2017-09-22 168 views
3

我一直試圖在PySpark上做一個簡單的隨機森林迴歸模型。我在R上有一個很好的機器學習經驗。然而,對我而言,Pyspark上的ML似乎完全不同 - 尤其是當涉及到分類變量,字符串索引和OneHotEncoding的處理時(當只有數字變量時,我才能夠僅通過以下示例執行RF迴歸)。雖然有很多示例可用於處理分類變量,例如thisthis,但是我沒有成功,因爲它們中的大多數都超出了我的頭(可能是因爲我對Python ML不熟悉)。我會感謝任何能夠幫助解決這個問題的人。

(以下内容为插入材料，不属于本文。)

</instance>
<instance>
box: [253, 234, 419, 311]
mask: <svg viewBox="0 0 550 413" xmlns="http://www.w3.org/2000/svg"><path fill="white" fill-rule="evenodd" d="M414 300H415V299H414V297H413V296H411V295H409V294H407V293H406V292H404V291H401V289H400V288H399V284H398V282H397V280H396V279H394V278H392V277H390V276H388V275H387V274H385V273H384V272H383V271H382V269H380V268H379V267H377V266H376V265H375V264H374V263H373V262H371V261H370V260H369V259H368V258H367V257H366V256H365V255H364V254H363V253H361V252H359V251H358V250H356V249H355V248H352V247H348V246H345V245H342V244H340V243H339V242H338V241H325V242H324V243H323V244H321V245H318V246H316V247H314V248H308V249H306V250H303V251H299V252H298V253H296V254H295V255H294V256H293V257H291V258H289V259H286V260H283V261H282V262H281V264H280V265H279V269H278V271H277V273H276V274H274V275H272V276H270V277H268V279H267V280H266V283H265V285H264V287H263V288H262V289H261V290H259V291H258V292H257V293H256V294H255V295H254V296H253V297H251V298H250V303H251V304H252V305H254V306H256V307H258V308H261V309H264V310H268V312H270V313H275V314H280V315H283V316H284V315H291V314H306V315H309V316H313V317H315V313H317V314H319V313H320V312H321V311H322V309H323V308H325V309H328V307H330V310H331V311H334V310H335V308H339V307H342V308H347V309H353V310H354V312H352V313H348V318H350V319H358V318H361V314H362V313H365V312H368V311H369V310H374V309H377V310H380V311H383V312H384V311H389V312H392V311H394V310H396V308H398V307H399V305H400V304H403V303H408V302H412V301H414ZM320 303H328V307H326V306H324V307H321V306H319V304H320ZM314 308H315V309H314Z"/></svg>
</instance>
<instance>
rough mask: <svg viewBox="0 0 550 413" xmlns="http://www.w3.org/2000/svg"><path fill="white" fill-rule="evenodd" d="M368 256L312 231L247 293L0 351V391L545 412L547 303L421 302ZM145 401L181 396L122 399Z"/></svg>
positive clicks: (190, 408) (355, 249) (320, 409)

PySpark上的分類輸入隨機森林迴歸

這裏是我的嘗試:inputfile is here

from pyspark.mllib.linalg import Vectors 
from pyspark.ml import Pipeline 
from pyspark.ml.feature import StringIndexer, VectorIndexer 
from pyspark.ml.classification import DecisionTreeClassifier 
from pyspark.ml.tuning import CrossValidator, ParamGridBuilder 
from pyspark.ml.evaluation import MulticlassClassificationEvaluator 
from pyspark.sql.types import Row 
from pyspark.sql.functions import col, round 
train = sqlContext.read.format('com.databricks.spark.csv').options(header='true',inferschema = "true").load('filename.csv') 
train.cache() 
train.dtypes 

輸出是:

DataFrame[ID: int, Country: string, Carrier: double, TrafficType: string, ClickDate: timestamp, Device: string, Browser: string, OS: string, RefererUrl: string, UserIp: string, ConversionStatus: string, ConversionDate: string, ConversionPayOut: string, publisherId: string, subPublisherId: string, advertiserCampaignId: double, Fraud: double] 

接下來,我選擇我的興趣變量:

IMP = ["Country","Carrier","TrafficType","Device","Browser","OS","Fraud","ConversionPayOut"] 
train = train.fillna("XXX") 
train = train.select([column for column in train.columns if column in IMP]) 
from pyspark.sql.types import DoubleType 
train = train.withColumn("ConversionPayOut", train["ConversionPayOut"].cast("double")) 
train.cache() 

輸出是:

DataFrame[Country: string, Carrier: double, TrafficType: string, Device: string, Browser: string, OS: string, ConversionPayOut: double, Fraud: double] 

我的因變量是ConversionPayOut,之前的字符串類型現在轉換爲double類型。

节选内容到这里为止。